Встал я раньше старика Жана. Убрал стул от двери.
Кончился дождь, отплакала Сестра по людским грехам. Светило солнце, на траве искрилась роса. А вот цветы на клумбах поникли, будто признались себе — осень и впрямь наступает, кончилось их время.
У цветов век недолог.
Пошел я на кухню, растопил плиту, чайник поставил. Сходил на улицу, нашел сортир, после умылся из колодца мутной от дождя водой. Постоял босиком на холодной траве, в небо глядя.
Сестра, ну подскажи! Вразуми дурака!
Может, и впрямь убраться на край света?
— Хороша погода!
Я оглянулся — барон-лекарь стоял в дверях, кутаясь в халат.
— Хороша, — признал я. — Только осенью запахло.
Старик вздохнул:
— Пошли, перекусишь перед дорогой. Тебе ведь путь дальний, так?
— Знать бы, какой… — я вошел в дом.
Мы позавтракали остатками вчерашней курицы, сыром, выпили по чашке кофе.
— Деньги-то у тебя есть, моряк? — спросил барон.
— Есть.
— Оружие, оборониться если что?
— Найду.
Он кивнул, снял со шкафа плетеную корзинку:
— Выйду, яички свежие соберу…
Я вышел вместе с ним. Поколебавшись, протянул руку, мы обменялись рукопожатием.

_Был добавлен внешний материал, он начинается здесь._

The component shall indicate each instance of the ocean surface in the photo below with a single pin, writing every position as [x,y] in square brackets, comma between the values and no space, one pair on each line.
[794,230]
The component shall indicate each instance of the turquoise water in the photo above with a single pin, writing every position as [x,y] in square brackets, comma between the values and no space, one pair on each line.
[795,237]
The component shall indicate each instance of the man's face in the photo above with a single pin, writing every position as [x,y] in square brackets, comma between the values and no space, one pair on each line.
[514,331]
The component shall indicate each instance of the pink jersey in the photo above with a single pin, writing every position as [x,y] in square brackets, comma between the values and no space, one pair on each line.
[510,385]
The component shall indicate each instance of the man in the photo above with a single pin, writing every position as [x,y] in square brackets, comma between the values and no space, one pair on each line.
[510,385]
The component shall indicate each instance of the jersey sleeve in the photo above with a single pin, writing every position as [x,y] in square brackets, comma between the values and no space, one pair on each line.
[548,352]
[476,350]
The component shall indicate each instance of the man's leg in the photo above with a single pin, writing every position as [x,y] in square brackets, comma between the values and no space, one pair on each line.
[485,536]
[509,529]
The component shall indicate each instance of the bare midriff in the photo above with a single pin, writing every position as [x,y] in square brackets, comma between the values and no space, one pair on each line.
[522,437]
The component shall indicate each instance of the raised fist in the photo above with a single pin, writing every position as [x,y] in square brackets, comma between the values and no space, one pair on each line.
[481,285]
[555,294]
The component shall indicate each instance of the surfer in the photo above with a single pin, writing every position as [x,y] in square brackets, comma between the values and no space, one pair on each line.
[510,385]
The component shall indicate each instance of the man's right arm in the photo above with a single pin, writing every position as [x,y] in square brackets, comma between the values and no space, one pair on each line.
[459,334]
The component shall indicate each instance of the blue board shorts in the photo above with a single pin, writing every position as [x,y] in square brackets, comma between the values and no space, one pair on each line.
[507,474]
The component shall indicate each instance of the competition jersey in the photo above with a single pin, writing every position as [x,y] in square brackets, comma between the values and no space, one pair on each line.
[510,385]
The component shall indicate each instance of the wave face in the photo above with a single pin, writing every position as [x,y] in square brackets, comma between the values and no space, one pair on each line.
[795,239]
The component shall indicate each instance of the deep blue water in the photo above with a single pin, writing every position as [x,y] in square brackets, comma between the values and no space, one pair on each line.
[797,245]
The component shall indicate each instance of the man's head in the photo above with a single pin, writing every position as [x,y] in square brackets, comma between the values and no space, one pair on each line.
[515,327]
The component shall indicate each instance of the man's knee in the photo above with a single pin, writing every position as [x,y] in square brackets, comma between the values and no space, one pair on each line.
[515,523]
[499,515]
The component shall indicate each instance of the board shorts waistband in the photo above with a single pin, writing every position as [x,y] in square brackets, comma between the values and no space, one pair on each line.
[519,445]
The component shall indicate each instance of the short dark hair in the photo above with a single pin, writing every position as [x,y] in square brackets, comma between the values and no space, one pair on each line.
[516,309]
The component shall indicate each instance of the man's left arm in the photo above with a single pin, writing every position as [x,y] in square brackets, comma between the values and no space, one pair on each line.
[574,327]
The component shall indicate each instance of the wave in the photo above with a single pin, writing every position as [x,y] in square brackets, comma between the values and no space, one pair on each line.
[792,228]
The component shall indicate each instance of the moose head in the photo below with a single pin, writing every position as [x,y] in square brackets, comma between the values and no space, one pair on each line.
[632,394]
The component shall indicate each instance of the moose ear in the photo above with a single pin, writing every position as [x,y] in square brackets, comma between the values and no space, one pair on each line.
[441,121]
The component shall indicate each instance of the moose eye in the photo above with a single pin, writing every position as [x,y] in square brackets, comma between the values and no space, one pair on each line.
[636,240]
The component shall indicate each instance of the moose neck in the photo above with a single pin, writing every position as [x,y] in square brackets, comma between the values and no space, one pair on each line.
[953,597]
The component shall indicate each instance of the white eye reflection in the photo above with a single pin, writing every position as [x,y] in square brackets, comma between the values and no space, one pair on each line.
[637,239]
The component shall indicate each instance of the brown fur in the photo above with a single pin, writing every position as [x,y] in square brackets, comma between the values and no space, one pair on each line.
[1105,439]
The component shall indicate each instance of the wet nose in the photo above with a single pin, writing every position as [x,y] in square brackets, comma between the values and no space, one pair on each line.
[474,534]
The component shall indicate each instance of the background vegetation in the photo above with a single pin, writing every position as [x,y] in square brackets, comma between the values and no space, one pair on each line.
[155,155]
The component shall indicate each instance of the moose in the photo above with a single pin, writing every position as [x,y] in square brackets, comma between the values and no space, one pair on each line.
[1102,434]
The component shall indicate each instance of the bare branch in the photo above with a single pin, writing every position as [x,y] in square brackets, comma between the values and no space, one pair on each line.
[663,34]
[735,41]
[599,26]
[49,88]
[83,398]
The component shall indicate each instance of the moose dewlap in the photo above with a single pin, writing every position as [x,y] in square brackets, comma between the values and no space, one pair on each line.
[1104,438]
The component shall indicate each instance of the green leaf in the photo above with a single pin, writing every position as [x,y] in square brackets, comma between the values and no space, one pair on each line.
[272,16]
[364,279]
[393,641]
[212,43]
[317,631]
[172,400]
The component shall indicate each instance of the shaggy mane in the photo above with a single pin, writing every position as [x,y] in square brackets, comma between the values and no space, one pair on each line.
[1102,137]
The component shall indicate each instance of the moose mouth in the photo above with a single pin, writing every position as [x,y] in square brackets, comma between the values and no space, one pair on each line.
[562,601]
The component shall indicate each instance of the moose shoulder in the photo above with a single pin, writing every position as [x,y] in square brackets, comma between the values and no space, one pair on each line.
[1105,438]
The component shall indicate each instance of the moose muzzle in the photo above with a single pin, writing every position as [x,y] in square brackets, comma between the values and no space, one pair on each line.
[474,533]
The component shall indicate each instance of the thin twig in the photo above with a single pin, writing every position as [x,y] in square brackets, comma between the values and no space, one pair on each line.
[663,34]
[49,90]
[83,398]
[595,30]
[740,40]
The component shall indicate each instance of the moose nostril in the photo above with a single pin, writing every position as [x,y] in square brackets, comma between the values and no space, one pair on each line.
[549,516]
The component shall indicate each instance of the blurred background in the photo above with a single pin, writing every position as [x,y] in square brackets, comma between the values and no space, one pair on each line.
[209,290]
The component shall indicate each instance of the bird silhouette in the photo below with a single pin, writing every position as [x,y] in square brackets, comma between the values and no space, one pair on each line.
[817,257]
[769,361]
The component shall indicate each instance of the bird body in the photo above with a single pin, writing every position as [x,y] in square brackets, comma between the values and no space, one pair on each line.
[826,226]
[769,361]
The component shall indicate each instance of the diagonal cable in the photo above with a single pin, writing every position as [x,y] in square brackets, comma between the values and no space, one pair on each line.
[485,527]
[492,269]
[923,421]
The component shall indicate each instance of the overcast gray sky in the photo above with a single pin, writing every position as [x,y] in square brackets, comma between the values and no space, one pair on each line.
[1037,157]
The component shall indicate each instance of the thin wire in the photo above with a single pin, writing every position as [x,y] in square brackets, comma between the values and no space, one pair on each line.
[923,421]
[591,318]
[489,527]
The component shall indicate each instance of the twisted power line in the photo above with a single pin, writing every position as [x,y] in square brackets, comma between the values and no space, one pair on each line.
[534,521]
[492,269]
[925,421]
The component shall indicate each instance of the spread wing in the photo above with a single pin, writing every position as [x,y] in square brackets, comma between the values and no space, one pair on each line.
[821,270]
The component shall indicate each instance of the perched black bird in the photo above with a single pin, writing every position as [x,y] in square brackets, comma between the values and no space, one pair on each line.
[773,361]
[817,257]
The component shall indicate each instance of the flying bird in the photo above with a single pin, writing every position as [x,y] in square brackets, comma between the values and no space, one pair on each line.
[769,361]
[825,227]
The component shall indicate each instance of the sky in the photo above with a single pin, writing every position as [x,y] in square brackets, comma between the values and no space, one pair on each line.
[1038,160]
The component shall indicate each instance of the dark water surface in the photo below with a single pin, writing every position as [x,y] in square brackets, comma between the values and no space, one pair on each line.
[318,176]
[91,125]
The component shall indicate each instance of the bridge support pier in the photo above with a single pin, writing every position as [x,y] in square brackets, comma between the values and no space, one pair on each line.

— Какой тебе во мне прок, старик?
Бывший лекарь Дома вздохнул:
— Я, моряк, жизнь прожил, в такие места высокородным заглядывая, где аристократ от крестьянина не отличается. Служил верой и правдой. Получил в награду титул глупый, малое содержание и повеление жить вдали от городов. Чтобы меньше болтал, значит. Зато могу жить так, как мне хочется. Мало кого могу вспомнить добрым словом… а вот принц Маркус — славный мальчик. Не хочу я, чтобы с ним беда случилась… Удачи тебе, Марсель-моряк.
— Ладно уж, Жан-лекарь…
— Хорошо. Удачи тебе, Ильмар-вор. Если не зря тебя Скользким прозвали, то и сам выпутаешься из беды, и другим горя не принесешь.
— Как же ты все-таки меня узнал, старик?
— Глаза надо иметь, Ильмар… Знаешь, чем я двадцать лет при Доме занимался? Физиономии дамам правил. Шрамы бретерам убирал. Такие лица делал, что родная мать не узнает. Может, кто другой смотрит на портрет, да видит все по отдельности — губы, глаза, нос, скулы. А я не так… мне надо настоящее лицо человеческое видеть, все наносное отбросить, понять, где и как править. Так что не бойся. Вряд ли кто еще по газетным портретам тебя узнает.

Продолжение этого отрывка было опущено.